Hak Asasi Manusia mengecam penangkapan dan serangan terhadap aktivis LGBTQIA+ di Qatar

Human Rights Watch (HRW) melaporkan pada Senin (24) ini bahwa polisi Qatar secara sewenang-wenang menangkap dan melakukan pelecehan terhadap anggota komunitas LGBTQIA+ sebelum Piala Dunia, yang dimulai pada bulan November. Menurut laporan organisasi tersebut, terdapat enam kasus penyerangan dan lima kasus pelecehan seksual dalam tahanan polisi antara tahun 2019 dan 2022.

Kasus terbaru terjadi pada bulan September, ketika empat perempuan trans, seorang perempuan biseksual dan seorang laki-laki homoseksual dibawa ke penjara bawah tanah di Doha. Menurut laporan, di tempat kejadian mereka “diserang secara verbal dan menjadi sasaran kekerasan fisik, dengan tamparan, tendangan dan pukulan yang menyebabkan pendarahan”.

PUBLISITAS

Dalam semua kasus, para tahanan terpaksa membuka kunci ponsel mereka untuk menyerahkan kontak orang lain di dalamnya Komunitas LGBTQIA+. Negara konservatif dan mayoritas Muslim ini melarang pernikahan sesama jenis dan hubungan seksual, yang dapat dihukum hingga tujuh tahun penjara. Namun tidak satupun tahanan yang disebutkan dalam laporan tersebut secara resmi didakwa.

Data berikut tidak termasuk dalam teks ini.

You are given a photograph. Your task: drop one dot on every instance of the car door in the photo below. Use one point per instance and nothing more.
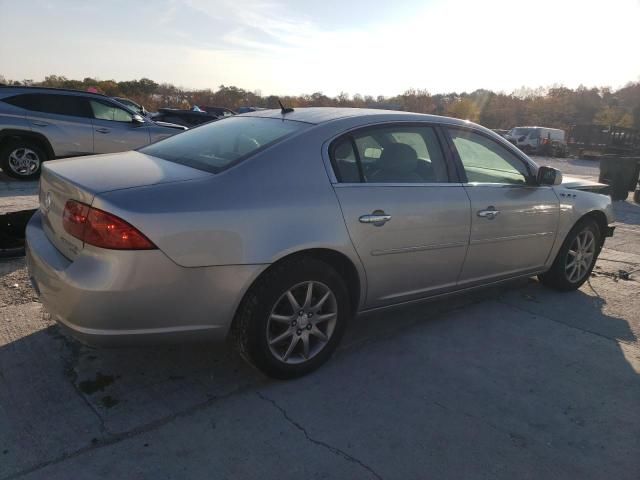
(63, 119)
(115, 129)
(409, 222)
(514, 222)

Menurut Hak Asasi Manusia, keenam orang tersebut tampaknya ditahan berdasarkan undang-undang tahun 2002 yang mengizinkan hukuman hingga enam bulan penjara tanpa tuntutan resmi “jika ada alasan untuk meyakini bahwa orang tersebut telah melakukan kejahatan.”

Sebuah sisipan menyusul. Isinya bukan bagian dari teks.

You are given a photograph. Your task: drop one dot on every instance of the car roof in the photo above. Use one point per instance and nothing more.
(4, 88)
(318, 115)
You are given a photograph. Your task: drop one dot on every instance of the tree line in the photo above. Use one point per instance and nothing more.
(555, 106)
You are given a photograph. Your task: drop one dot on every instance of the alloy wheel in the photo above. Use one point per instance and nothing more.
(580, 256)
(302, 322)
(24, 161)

Sumber pemerintah Qatar menyatakan, menurut AFP, bahwa versi tersebut salah. “Qatar tidak menoleransi diskriminasi terhadap siapa pun. Polisi dan prosedur kami ditandai dengan komitmen terhadap hak asasi manusia untuk semua”, katanya.

PUBLISITAS

Hak Asasi Manusia meminta FIFA untuk menekan Qatar agar mengadopsi undang-undang yang melindungi kelompok LGBTQIA+. FIFA menjamin bendera pelangi, simbol komunitas, akan diizinkan di dalam dan sekitar stadion selama Piala Dunia. Striker Inggris Harry Kane adalah salah satu dari beberapa kapten tim Eropa yang promeAnda dapat mengenakan warna kampanye “Satu Cinta” sebagai ban lengan, yang melambangkan perjuangan melawan diskriminasi.